UNITED STATES DISTRICT COURT WESTERN DISTRICT OF LOUISIANA MONROE DIVISION
Mar 14, 2017
CIVIL ACTION NO. 3:17-CV-181 SECTION P (W.D. La. Mar. 14, 2017)

Opinion

CIVIL ACTION NO. 3:17-CV-181 SECTION P

03-14-2017

CHARLES J. MAXIE, JR. v. ISAAC BROWN, ET AL.


JUDGE ROBERT G. JAMES

REPORT AND RECOMMENDATION

Pro se plaintiff Charles J. Maxie, Jr., proceeding in forma pauperis, filed the instant civil rights complaint pursuant to 42 U.S.C. §1983 on January 23, 2017. Plaintiff is an inmate in the custody of Louisiana's Department of Corrections (DOC). He is incarcerated at the Morehouse Parish Detention Center (MPDC).

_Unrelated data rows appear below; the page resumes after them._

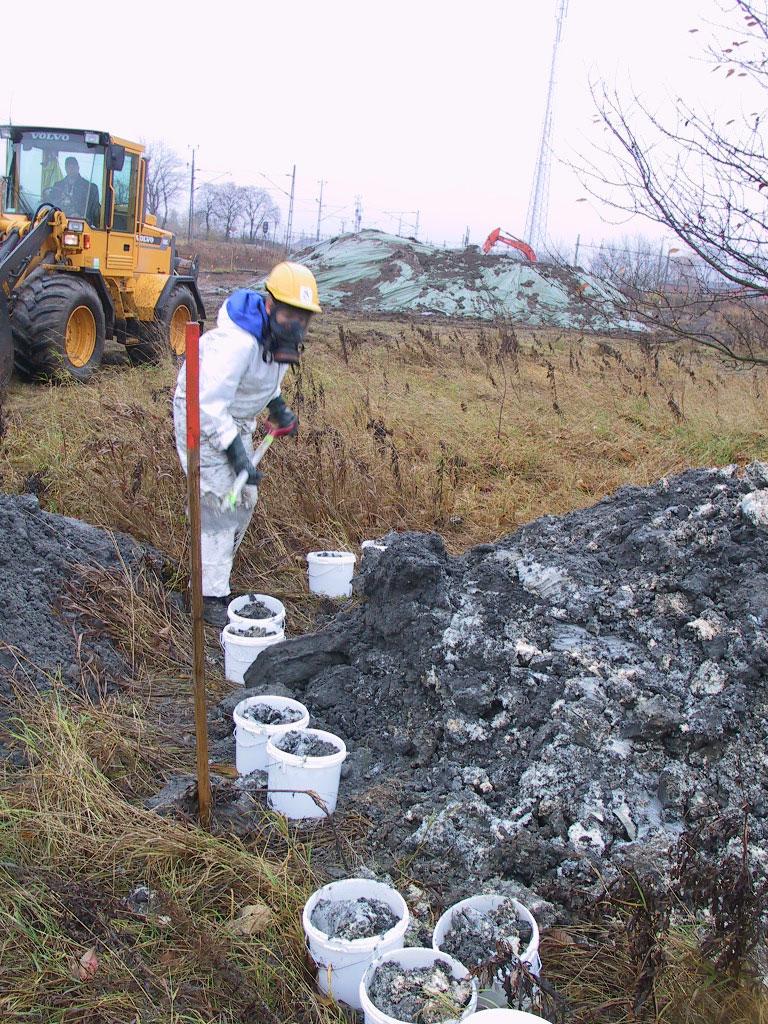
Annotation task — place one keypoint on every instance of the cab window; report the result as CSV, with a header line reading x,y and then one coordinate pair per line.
x,y
124,184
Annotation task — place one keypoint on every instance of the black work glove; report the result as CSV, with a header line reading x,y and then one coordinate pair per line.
x,y
283,417
240,462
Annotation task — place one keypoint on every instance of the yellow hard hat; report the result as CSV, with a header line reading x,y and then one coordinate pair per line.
x,y
294,285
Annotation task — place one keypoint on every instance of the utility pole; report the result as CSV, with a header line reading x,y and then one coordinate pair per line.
x,y
320,209
190,221
289,226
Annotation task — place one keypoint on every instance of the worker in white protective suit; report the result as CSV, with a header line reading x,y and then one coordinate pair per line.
x,y
243,361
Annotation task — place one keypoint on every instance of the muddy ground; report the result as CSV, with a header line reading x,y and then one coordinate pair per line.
x,y
40,640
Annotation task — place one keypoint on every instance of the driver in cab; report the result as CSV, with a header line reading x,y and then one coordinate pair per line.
x,y
75,196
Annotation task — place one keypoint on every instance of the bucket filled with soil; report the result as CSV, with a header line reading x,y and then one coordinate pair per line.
x,y
504,1017
256,719
301,760
257,609
417,986
481,930
373,548
330,572
243,645
347,924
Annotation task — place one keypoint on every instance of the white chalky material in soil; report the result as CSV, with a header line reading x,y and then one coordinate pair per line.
x,y
266,714
341,962
353,919
258,718
419,995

He claims he was wrongly accused of a smuggling drugs into the MPDC and subsequently terminated from his prison work-release job. He seeks an investigation into the MPDC and the work release program, as well as compensatory damages for mental and emotional duress and lost wages. Plaintiff also filed a Motion to Appoint Counsel and a Motion for Preliminary Injunction.

This matter has been referred to the undersigned for review, report, and recommendation in accordance with the provisions of 28 U.S.C. §636 and the standing orders of the Court. For the following reasons it is recommended that the complaint be DISMISSED WITH PREJUDICE as frivolous and for failing to state a claim for which relief may be granted.

Statement of the Case

Plaintiff is a DOC prisoner incarcerated at the MPDC. He asserts that while working at D&G Foods on October 6, 2016, he was questioned by Officer Holmes, who found a letter in his pocket, read it, placed it back in his pocket and told him to return to work. The next day, Officer Holmes spoke with Warden Brown and plaintiff was then told he was fired, without explanation. When he later questioned Warden Brown about his termination, he was accused by Brown of smuggling drugs into the prison. Plaintiff denies this allegation and has filed grievances, which have gone unanswered.

Law and Analysis

1. Screening

Plaintiff is a prisoner who has been permitted to proceed in forma pauperis. As a prisoner seeking redress from an officer or employee of a governmental entity, his complaint is subject to preliminary screening pursuant to 28 U.S.C. § 1915A. See Martin v. Scott, 156 F.3d 578, 579-80 (5th Cir.1998) (per curiam). Because he is proceeding in forma pauperis, his complaint is also subject to screening under § 1915(e)(2). Both § 1915(e)(2) (B) and § 1915A(b) provide for sua sponte dismissal of the complaint, or any portion thereof, if the Court finds it is frivolous or malicious, if it fails to state a claim upon which relief may be granted, or if it seeks monetary relief against a defendant who is immune from such relief.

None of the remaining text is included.